Sous le thème « Industrialisation résiliente, durable et inclusive par le développement des infrastructures, la transformation agricole et la valorisation des minéraux critiques, pour un monde plus équitable », le 46e sommet ordinaire des chefs d’État et de gouvernement de la Communauté de développement de l’Afrique australe (SADC) s’est tenu ce lundi 17 août 2026 à Durban, en Afrique du Sud.
Pour le compte de la République démocratique du Congo (RDC), le vice-Premier ministre, ministre de la Défense nationale et des Anciens Combattants, Me Guy Kabombo Muadiamvita, a représenté le président de la République, chef de l’État, Félix-Antoine Tshisekedi Tshilombo.
Au nom et pour le compte du chef de l’État, le VPM Guy Kabombo Muadiamvita a livré le discours présidentiel devant les dirigeants des États membres de la SADC. Dans son adresse, Félix-Antoine Tshisekedi a appelé les pays d’Afrique australe à opérer un « changement de paradigme » économique, en s’éloignant d’un modèle essentiellement fondé sur l’extraction et l’exportation des matières premières à l’état brut.
La RDC mise sur la transformation locale
Du haut de la tribune, le représentant du chef de l’État a réaffirmé l’attachement de la RDC aux valeurs de solidarité, de coopération et d’intégration régionale portées par la SADC.
La vision défendue par Kinshasa repose notamment sur la montée en gamme industrielle et la création de valeur ajoutée sur le continent. Elle entend intégrer les minerais stratégiques, les terres arables, le potentiel énergétique ainsi que la jeunesse africaine dans des chaînes de valeur régionales compétitives.

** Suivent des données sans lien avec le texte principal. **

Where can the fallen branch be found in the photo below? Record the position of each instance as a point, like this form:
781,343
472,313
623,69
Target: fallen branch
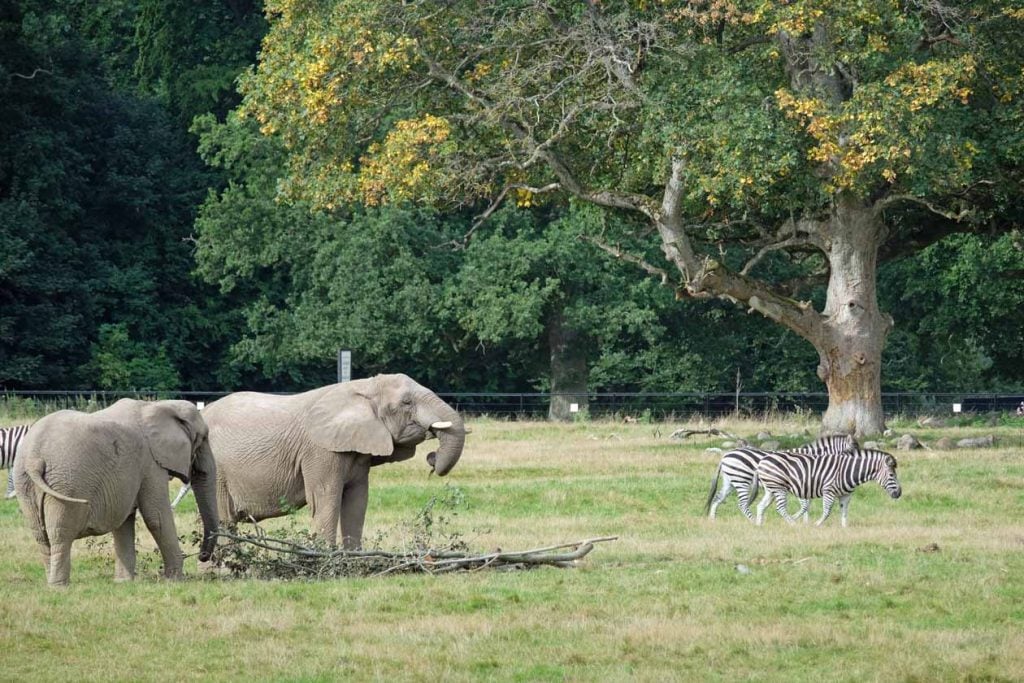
683,433
266,557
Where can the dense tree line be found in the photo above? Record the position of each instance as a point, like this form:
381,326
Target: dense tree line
158,230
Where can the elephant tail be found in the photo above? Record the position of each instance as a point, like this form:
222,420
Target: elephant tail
35,472
714,488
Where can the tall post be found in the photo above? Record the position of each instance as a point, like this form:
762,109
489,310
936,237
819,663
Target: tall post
344,365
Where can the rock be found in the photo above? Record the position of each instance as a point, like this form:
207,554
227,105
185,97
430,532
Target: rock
907,442
976,442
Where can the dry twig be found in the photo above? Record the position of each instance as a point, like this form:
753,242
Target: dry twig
262,556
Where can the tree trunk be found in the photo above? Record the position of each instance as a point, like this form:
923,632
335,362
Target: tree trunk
568,370
853,331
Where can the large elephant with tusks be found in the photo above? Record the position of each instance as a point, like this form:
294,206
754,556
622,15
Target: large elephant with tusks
279,453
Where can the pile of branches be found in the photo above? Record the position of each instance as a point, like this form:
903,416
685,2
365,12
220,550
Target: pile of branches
430,547
262,556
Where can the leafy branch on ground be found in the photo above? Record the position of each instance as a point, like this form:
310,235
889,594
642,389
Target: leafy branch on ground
430,546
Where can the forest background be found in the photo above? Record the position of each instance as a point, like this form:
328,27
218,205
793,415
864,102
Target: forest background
144,244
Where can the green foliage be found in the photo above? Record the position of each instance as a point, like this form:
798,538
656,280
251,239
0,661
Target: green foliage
121,363
960,308
931,581
190,53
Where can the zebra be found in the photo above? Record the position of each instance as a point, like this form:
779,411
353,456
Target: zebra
828,476
10,438
736,469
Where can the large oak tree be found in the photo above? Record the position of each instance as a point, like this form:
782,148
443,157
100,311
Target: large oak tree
827,133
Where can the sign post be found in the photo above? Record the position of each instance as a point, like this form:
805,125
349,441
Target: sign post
344,365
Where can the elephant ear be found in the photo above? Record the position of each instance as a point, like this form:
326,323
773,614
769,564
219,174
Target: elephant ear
166,430
344,420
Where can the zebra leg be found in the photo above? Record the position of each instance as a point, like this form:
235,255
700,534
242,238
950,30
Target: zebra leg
827,500
844,505
722,495
805,507
124,550
762,506
780,504
744,496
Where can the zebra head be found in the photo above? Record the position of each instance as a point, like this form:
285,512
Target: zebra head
886,476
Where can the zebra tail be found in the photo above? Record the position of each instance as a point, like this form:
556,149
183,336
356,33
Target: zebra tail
35,472
714,488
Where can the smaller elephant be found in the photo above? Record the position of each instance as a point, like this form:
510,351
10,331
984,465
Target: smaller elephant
84,474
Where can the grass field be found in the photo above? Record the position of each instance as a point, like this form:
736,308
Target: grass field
927,588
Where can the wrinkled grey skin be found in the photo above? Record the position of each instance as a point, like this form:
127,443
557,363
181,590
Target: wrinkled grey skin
84,474
316,449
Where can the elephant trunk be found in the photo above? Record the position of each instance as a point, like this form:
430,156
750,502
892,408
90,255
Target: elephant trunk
452,438
204,483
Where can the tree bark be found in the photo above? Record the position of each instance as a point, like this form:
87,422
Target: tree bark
849,334
569,373
854,331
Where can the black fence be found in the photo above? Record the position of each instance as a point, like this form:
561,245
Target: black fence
657,407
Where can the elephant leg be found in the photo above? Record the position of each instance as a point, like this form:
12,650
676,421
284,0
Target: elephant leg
353,510
124,550
64,522
59,569
324,483
33,514
159,518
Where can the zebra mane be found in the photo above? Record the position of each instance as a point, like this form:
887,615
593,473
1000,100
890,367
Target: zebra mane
830,443
887,457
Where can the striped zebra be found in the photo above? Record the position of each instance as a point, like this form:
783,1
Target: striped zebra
10,438
736,470
829,476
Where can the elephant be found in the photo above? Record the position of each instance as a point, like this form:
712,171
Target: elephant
280,453
81,474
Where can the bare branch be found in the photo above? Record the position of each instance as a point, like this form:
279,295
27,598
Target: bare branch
883,204
33,74
662,274
461,244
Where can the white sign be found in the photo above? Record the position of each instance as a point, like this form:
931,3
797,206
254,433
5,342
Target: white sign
344,366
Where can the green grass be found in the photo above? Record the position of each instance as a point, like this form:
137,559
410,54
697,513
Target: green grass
665,602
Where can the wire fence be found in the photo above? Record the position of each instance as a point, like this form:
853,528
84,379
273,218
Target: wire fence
648,406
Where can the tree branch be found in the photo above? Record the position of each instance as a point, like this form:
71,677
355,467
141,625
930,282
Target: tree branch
33,74
883,204
660,273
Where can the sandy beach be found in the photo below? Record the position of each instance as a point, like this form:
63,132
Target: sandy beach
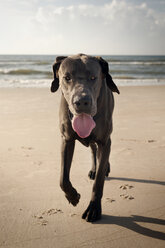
33,209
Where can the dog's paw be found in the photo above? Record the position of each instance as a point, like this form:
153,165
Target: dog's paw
73,197
92,174
93,211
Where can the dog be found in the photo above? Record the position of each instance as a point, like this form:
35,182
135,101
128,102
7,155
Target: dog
86,109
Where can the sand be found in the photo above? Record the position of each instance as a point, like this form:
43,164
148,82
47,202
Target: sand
33,210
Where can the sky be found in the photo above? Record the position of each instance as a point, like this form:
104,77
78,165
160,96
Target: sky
112,27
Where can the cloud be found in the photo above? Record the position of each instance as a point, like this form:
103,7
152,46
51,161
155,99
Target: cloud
116,26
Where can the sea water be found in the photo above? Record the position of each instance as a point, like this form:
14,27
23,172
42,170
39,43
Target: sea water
36,70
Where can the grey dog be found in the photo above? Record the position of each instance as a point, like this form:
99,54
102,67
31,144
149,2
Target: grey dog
86,109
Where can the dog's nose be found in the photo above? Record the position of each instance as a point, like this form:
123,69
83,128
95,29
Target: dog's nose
82,102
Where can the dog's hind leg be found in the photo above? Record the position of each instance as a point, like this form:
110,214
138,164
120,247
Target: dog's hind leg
92,172
108,169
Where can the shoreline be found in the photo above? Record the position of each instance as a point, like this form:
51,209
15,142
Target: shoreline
34,211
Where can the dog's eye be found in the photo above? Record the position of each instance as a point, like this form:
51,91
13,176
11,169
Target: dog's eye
92,78
67,78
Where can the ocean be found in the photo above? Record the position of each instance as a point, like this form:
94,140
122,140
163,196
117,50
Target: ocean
36,70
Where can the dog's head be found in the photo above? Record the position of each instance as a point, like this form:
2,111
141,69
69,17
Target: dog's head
80,79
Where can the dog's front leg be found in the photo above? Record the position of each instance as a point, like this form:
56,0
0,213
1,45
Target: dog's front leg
67,150
93,211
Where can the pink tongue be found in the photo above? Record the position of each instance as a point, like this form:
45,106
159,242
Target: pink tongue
83,125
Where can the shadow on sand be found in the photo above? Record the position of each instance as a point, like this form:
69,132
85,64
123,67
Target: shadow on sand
135,180
130,223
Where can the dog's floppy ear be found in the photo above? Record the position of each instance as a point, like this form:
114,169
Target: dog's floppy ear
105,71
56,66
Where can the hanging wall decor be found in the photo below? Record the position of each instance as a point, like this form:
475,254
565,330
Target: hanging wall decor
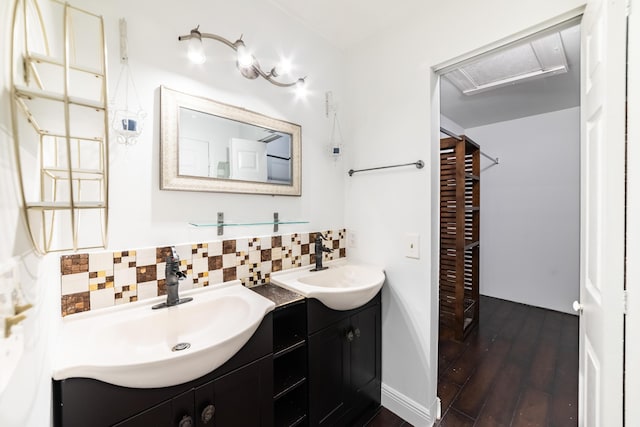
127,121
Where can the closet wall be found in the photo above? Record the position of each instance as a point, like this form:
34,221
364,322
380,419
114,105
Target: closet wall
530,203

La RDC dispose, à cet effet, d’importantes ressources, notamment le cuivre, le cobalt, le lithium, ainsi que d’un potentiel considérable en matière d’eau, de terres agricoles et d’énergie.
Pour le président Tshisekedi, ces atouts doivent constituer les bases d’une transformation économique permettant de diversifier l’économie congolaise et de renforcer les capacités industrielles du pays, tout en contribuant au développement de l’ensemble de la région.
Des infrastructures au service de l’intégration régionale
Sur le volet des infrastructures, le VPM Guy Kabombo Muadiamvita a présenté la vision du chef de l’État congolais concernant les corridors régionaux.
Selon cette vision, ces corridors ne devraient plus être considérés comme de simples voies d’exportation des matières premières, mais comme de véritables outils d’intégration et de développement économique régional.
La RDC plaide ainsi pour une meilleure mise en œuvre du Protocole de la SADC sur le commerce, afin de favoriser davantage les échanges intrarégionaux, d’attirer les investissements et de développer des chaînes de valeur capables de générer des emplois.
L’objectif est notamment de faire en sorte que les ressources naturelles de la région soient davantage transformées localement, plutôt que d’être exportées systématiquement à l’état brut.
Un fonds régional pour soutenir le développement
Confrontés aux contraintes financières qui freinent la réalisation de plusieurs projets structurants, les dirigeants de la SADC misent également sur l’opérationnalisation accélérée du Fonds régional de développement de la SADC.
Pour Kinshasa, cet instrument devrait permettre de mobiliser davantage de ressources publiques, de capitaux privés et de mécanismes financiers innovants en faveur des infrastructures et du développement économique régional.
Développement et sécurité, un même combat
La question sécuritaire a également occupé une place importante dans l’adresse du président Félix-Antoine Tshisekedi.
Le chef de l’État a souligné qu’aucune intégration régionale durable ne peut être envisagée sans paix ni stabilité.
Il a ainsi rappelé l’engagement de la RDC dans les processus de Washington et de Doha visant à parvenir à une paix « juste et durable » dans l’Est du pays.
Félix-Antoine Tshisekedi a également évoqué les avancées enregistrées dans le cadre de l’Accord de Washington, tout en réaffirmant la nécessité de consolider la paix et la stabilité comme conditions essentielles au développement économique de la région.
À travers cette participation au 46e sommet de la SADC, la RDC entend ainsi défendre une vision d’une Afrique australe davantage industrialisée, intégrée et capable de transformer localement ses richesses naturelles, au bénéfice de ses populations et des générations futures.